How to Install Baseboard

Often do-it-yourself homeowners complain, “Nothing lines up or runs square in my house!" The truth of the matter is that hardly any house boasts perfectly straight lines, and angles frequently do not equal what they are supposed to. Lumps and bumps appear in walls from taping and joint compound, too, as well as things happening like studs being misaligned during construction. All of these things and more can add up to less-than-perfect walls, and you need to know how to overcome these glitches when learning how to install baseboard.

Glue and Brace

Studs that have been misaligned or built-up tape and joint compound can cause gaps to appear at the top of standard-sized (3/8 inch) baseboard trim. How to install baseboard so that these gaps disappear takes a little work, but it can be done.

First, cut 45-degree angles on each end of a few of the scraps from your baseboard. These will serve as braces.

Then, using a glue such as Liquid Nails or some other construction adhesive, attach the baseboard to the wall.

Tack one-inch brads into the braces you just cut and use them to hold the trim against the wall until the glue has dried, overnight in most cases.

Once the adhesive has set, you can then go back and remove the braces and fill in any holes from the brads with wood putty, if desired.

Caulk Magic

For baseboard that is thicker than the 3/8 inch standard size, adhesive will work, but trim this thick does not have the flexibility to conform to the contours of a wavy wall.
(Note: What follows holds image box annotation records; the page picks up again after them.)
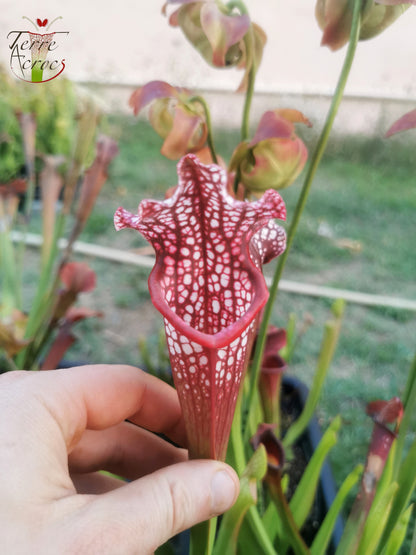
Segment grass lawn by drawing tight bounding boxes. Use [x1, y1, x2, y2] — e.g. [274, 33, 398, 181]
[22, 116, 416, 500]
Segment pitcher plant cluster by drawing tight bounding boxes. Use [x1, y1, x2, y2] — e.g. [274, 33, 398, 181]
[0, 73, 117, 372]
[0, 0, 416, 555]
[114, 0, 416, 555]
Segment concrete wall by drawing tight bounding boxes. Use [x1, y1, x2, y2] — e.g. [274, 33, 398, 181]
[0, 0, 416, 132]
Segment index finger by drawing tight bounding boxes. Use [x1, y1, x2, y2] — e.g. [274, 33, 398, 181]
[0, 364, 185, 447]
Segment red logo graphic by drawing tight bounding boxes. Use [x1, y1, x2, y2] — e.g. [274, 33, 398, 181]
[7, 16, 69, 83]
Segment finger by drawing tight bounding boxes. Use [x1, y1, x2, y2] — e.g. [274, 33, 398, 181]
[68, 460, 239, 553]
[71, 472, 126, 495]
[69, 422, 188, 480]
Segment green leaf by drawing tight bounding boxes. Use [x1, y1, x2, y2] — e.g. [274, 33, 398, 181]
[283, 299, 345, 448]
[289, 416, 341, 528]
[381, 441, 416, 545]
[381, 504, 414, 555]
[357, 482, 399, 555]
[311, 464, 364, 555]
[214, 445, 267, 555]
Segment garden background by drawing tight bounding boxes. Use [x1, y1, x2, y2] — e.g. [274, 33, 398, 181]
[0, 0, 416, 490]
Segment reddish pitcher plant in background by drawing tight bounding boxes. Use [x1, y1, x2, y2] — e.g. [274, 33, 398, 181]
[114, 155, 286, 459]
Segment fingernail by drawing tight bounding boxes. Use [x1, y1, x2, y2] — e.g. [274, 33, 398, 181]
[211, 470, 237, 513]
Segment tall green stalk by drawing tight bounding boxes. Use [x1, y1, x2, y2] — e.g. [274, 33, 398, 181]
[189, 96, 218, 164]
[243, 0, 363, 437]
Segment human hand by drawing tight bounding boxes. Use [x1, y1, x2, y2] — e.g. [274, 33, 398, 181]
[0, 365, 238, 555]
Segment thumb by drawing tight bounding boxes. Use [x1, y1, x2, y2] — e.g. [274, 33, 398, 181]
[72, 460, 239, 555]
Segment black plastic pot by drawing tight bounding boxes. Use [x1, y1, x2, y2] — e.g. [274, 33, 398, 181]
[281, 375, 344, 555]
[54, 360, 344, 555]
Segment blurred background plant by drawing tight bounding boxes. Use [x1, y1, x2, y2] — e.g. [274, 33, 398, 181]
[0, 69, 117, 371]
[1, 0, 416, 555]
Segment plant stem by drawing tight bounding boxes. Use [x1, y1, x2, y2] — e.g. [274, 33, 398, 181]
[241, 65, 256, 141]
[189, 517, 217, 555]
[393, 355, 416, 479]
[189, 96, 218, 164]
[243, 0, 363, 437]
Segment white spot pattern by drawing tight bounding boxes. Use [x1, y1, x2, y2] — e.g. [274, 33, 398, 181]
[114, 155, 285, 459]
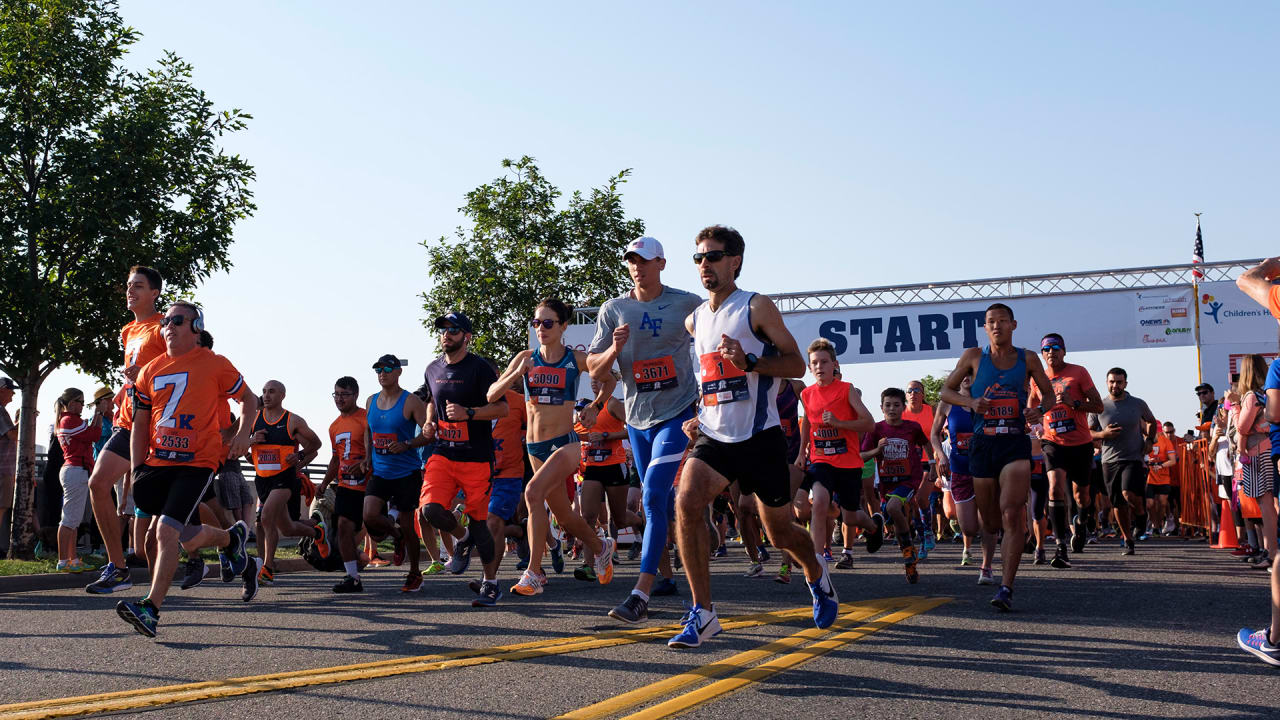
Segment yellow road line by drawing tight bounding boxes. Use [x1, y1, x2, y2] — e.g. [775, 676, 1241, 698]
[623, 597, 951, 720]
[556, 594, 902, 720]
[0, 598, 921, 720]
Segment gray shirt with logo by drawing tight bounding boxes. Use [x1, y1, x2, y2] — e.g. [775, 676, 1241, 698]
[586, 286, 703, 430]
[1089, 392, 1151, 464]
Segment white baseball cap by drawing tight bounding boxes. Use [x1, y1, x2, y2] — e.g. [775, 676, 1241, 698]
[622, 236, 666, 260]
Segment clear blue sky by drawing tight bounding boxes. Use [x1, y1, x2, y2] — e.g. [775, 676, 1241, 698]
[22, 0, 1280, 448]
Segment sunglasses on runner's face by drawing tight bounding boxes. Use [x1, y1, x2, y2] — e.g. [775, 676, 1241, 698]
[694, 250, 728, 265]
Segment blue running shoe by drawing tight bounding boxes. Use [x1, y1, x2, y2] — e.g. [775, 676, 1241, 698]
[115, 600, 160, 638]
[649, 578, 680, 597]
[809, 562, 840, 630]
[84, 562, 133, 594]
[547, 538, 564, 575]
[991, 585, 1014, 612]
[444, 532, 476, 575]
[1235, 628, 1280, 667]
[667, 605, 721, 648]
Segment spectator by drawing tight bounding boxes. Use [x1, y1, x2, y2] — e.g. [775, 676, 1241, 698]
[0, 377, 18, 553]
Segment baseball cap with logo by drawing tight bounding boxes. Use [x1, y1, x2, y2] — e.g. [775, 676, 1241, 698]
[622, 236, 666, 260]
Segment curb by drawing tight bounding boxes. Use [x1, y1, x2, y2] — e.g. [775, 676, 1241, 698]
[0, 557, 312, 594]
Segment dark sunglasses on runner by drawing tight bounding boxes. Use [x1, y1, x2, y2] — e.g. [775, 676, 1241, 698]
[694, 250, 728, 265]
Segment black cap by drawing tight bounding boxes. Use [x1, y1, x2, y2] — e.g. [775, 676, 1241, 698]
[435, 310, 472, 333]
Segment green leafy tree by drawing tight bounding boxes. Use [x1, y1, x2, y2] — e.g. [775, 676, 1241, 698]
[0, 0, 255, 557]
[422, 155, 644, 364]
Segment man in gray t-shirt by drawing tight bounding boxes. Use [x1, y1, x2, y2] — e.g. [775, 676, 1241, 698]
[586, 237, 703, 623]
[1089, 368, 1160, 555]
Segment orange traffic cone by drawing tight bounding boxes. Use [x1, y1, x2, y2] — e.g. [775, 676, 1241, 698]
[1210, 500, 1240, 550]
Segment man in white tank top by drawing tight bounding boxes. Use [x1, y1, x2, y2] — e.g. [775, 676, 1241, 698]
[667, 225, 840, 648]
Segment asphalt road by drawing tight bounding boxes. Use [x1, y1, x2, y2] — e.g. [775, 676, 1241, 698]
[0, 539, 1280, 720]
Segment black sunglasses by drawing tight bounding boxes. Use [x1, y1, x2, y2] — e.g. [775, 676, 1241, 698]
[694, 250, 732, 265]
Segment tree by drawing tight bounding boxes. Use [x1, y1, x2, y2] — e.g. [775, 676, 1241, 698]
[422, 155, 644, 364]
[0, 0, 255, 557]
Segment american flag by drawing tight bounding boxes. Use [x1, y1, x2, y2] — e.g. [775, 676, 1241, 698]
[1192, 214, 1204, 279]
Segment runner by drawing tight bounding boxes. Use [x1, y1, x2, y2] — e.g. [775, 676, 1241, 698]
[1028, 333, 1102, 569]
[667, 225, 838, 648]
[84, 265, 165, 594]
[115, 301, 259, 638]
[1089, 368, 1160, 555]
[316, 375, 371, 593]
[787, 338, 884, 569]
[942, 302, 1053, 611]
[586, 237, 709, 623]
[360, 354, 431, 592]
[860, 387, 933, 584]
[250, 380, 329, 584]
[415, 311, 508, 607]
[488, 297, 617, 596]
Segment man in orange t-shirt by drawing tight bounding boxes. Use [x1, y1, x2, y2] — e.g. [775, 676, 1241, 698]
[115, 302, 259, 638]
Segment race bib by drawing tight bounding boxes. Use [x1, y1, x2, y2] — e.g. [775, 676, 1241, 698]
[527, 366, 568, 405]
[698, 352, 751, 407]
[154, 428, 196, 462]
[631, 355, 678, 392]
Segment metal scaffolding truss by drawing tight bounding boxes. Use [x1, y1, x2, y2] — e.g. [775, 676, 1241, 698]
[575, 259, 1262, 323]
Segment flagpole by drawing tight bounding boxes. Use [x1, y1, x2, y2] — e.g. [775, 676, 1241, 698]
[1192, 213, 1204, 386]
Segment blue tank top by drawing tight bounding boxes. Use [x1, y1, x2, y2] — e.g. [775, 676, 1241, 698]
[969, 346, 1027, 436]
[525, 346, 580, 405]
[369, 391, 422, 478]
[947, 405, 973, 475]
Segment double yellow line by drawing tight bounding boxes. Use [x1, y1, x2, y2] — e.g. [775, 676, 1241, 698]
[0, 598, 946, 720]
[557, 597, 951, 720]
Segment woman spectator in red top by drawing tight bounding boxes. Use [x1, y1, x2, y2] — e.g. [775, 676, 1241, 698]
[54, 387, 102, 573]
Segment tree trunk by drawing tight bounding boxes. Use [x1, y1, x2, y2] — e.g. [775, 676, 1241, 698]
[9, 370, 45, 560]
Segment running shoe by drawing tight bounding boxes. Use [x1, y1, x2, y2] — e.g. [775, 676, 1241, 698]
[444, 533, 476, 575]
[115, 600, 160, 638]
[511, 570, 547, 596]
[808, 562, 840, 630]
[241, 557, 266, 602]
[471, 580, 502, 607]
[1048, 546, 1071, 570]
[609, 593, 649, 623]
[84, 562, 133, 594]
[401, 573, 422, 592]
[649, 578, 680, 597]
[548, 538, 564, 575]
[1235, 628, 1280, 667]
[333, 575, 365, 593]
[595, 538, 618, 585]
[991, 585, 1014, 612]
[902, 544, 920, 585]
[315, 520, 329, 560]
[867, 512, 884, 552]
[667, 605, 721, 648]
[178, 556, 209, 591]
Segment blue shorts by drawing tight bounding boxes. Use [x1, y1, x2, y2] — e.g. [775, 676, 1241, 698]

The trick to knowing how to install baseboard that is thicker than average can be learned, however. All it takes is a little (or a lot, depending on how much baseboard you have to install on un-straight walls) caulk.

The type you want says, acrylic latex caulk plus silicone on the tube. You also want to make sure the caulk you use is paintable, which should also be noted on the tube. High quality, name brand caulks work best. Cut the hole in the end 1/8 inch for maximum control. Fill the gaps between the top of your baseboard and the wall, and then go over it with a dampened cloth (some people just use their fingers!), smoothing it out. You can then paint the caulked areas the same color as your walls.

Frustrating Angles

How to install baseboard at outside corners that do not add up to a neat 45 degrees on each side has baffled do it yourselfers many times. Instead of spending hours trying to figure out the exact angle for each side with an angle finder, it often takes a lot less time by the simple trial-and-error method. First cut two, 10-inch scraps at 45-degree angles and hold them up to your corner.

You can eyeball the difference a lot faster than trying to figure it out other ways. Using scraps until you get the angle just right won't take nearly so long. Once you have found it on your scrap pieces, simply re-cut on the actual baseboard trim.

Learning how to install baseboard trim can be time-consuming and sometimes frustrating. With these couple of tricks, however, you should get this finishing touch to a room installed in no time!